Nick stared at her. "But," he added to her words, "I would have done it much quicker."
"And not half as comprehensively as I."
"Well..." admitted he.
"Hey, you two," Grissom called as the two walked down the hall, "come in here. Sara, you noticed something pretty odd indeed over at the site."
"You mean aside from the fact that there was a terrible lot of evidence there was a terrible lack of evidence?" Sara asked.
"Even better. Look at these footprints and tell me what you see. Or don't see."
"Well," began Nick matter-of-factly, "I don't see any markers indicating the sort of show it is. The ridges and indentations that are normally in a footprint are missing in this one."
"Already found and noted," Sara said with no little relish. Nick rolled his eyes.
"Do you see anything else?" Grissom prompted.
Sara furrowed her brow. "Well," she hesitated, "it all sort of looks very uniform. This is left and this is right --" here, she pointed to the relevant footprints, "-- but aside from that it's very hard to tell the difference between them. They're exactly the save size and almost perfectly shaped like a foot, all of them."
"Precisely," Grissom cried.
"Oh, really?"
"Yes," Grissom explained. "It's all, as Sara so aptly put it, too uniform. The depth is even all around. No curving: flat."
"So our perp," Nick was really getting warmed up to this idea, "didn't manage to find himself a pair of brand-less shoes but managed to make his own pair."

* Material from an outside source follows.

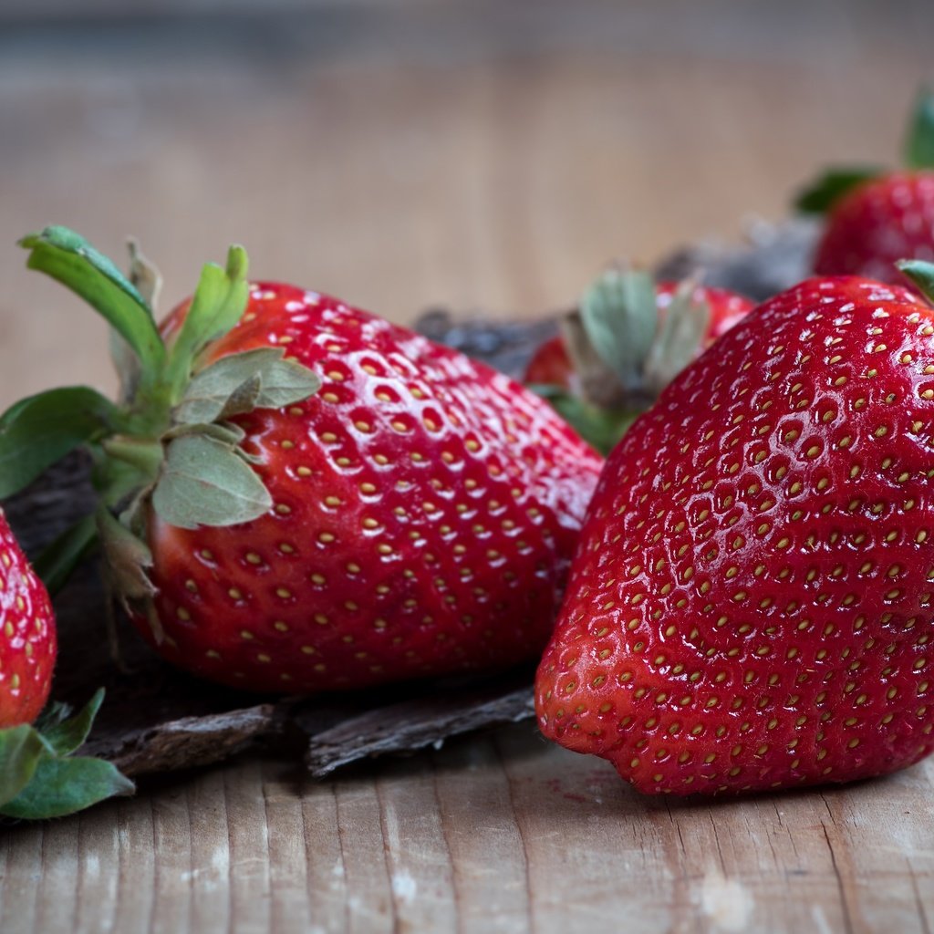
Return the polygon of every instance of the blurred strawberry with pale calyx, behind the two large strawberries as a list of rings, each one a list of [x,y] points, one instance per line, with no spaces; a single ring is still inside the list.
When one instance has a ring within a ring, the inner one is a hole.
[[[755,307],[726,289],[612,268],[533,354],[523,381],[607,453],[703,350]]]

"I'm thinking more than that, Nick," Sara said. "Or, rather, less. Think it through. What's easier? Making your own shoes, or making a bottom for your shoes?"
"Right," Nick exclaimed. "So he or she could have just put something on, like a piece of wood, and that would have been the bottom of their shoe."
"Meaning," Grissom stated grimly, "that we have no idea what shoe size our perp wears. These could be modeled around exactly to the size of the perp's shoes."
"But if our perp was smart enough to make these bottoms he was smart enough to make it a couple of inches larger," Sara sighed.
"Right. So we have our work cut out for us." Grissom clapped his hands together briskly. "Ready?"